Remove the pot from the heat. Discard the bay leaves and thyme bundle. Carefully ladle the hot stew into wide, shallow bowls. Garnish each serving with the reserved crispy salt pork bits and freshly chopped parsley. Serve immediately.
Chef's Notes
- Starting the salt pork in a cold pot allows the fat to render slowly and thoroughly without burning the meat, a technique borrowed from making proper bacon bits or lardons.
- Using a firm, thick-flaked white fish like striped bass ensures the pieces hold their shape in a rustic stew rather than completely dissolving into the broth.
- The step of tasting for seasoning only happens after the potatoes and stock have simmered because the salt content of the pork fat will deeply permeate the broth during this phase.
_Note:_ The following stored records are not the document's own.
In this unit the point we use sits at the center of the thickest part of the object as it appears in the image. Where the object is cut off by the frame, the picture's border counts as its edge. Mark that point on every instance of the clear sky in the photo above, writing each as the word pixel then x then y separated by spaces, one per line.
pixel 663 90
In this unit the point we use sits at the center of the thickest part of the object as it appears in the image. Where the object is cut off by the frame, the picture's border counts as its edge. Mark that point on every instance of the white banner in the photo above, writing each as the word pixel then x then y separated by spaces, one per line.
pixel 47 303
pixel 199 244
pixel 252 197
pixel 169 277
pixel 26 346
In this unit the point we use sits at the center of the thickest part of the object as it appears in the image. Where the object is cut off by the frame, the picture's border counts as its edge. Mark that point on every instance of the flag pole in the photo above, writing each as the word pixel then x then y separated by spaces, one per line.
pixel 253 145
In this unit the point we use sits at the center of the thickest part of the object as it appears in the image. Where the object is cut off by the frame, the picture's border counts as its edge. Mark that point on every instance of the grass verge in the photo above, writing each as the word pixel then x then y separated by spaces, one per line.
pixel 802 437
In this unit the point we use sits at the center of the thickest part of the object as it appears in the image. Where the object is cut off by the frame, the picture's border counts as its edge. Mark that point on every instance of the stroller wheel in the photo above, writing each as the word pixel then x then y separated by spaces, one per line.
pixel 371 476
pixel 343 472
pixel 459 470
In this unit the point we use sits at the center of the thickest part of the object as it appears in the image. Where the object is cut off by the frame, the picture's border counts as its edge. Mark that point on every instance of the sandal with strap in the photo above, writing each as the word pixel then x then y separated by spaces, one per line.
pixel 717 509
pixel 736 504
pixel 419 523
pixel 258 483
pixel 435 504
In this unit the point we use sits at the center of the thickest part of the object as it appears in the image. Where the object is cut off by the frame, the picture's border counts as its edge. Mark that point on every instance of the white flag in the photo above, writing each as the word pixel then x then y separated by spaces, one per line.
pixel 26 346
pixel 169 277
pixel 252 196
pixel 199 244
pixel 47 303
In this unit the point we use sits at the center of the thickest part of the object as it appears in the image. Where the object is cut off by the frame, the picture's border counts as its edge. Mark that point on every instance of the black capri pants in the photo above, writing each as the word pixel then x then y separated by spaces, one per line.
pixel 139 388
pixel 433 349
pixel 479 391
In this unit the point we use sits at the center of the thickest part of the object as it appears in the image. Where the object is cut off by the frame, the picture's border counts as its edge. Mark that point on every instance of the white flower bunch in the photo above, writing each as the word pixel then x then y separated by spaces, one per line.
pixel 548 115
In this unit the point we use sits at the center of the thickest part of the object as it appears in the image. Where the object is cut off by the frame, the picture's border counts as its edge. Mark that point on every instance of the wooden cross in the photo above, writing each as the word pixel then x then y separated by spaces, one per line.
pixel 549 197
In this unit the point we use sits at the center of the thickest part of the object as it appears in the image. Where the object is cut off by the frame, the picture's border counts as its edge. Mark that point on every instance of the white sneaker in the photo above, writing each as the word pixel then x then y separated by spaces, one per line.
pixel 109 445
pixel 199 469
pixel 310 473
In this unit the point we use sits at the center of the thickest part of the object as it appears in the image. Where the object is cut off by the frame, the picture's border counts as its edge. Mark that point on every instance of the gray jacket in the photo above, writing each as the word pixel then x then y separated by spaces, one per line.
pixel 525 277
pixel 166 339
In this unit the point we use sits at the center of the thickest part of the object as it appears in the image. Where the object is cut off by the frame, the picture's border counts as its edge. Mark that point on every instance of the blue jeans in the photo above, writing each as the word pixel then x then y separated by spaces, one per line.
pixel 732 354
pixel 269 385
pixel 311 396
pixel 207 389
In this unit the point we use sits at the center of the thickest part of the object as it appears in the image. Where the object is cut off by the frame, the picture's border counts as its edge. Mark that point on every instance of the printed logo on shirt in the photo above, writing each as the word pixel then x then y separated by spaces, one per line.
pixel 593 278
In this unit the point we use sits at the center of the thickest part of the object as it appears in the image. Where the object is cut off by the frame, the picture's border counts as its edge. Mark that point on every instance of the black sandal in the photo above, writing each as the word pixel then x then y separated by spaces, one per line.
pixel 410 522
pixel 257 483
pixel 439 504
- For enhanced depth, you can add a small splash of dry white wine or apple cider vinegar right after sautéing the garlic to deglaze the pot and add a balancing acidity.
Storage
Refrigerator: 3 days — Store in an airtight container. The potatoes may absorb more liquid and thicken the stew over time.
Freezer: 1 month — Freezing is possible but not highly recommended as the potatoes will change texture and become slightly grainy when thawed.
Reheating: Reheat gently in a saucepan over medium-low heat until warmed through, avoiding a rolling boil so the fish does not break apart.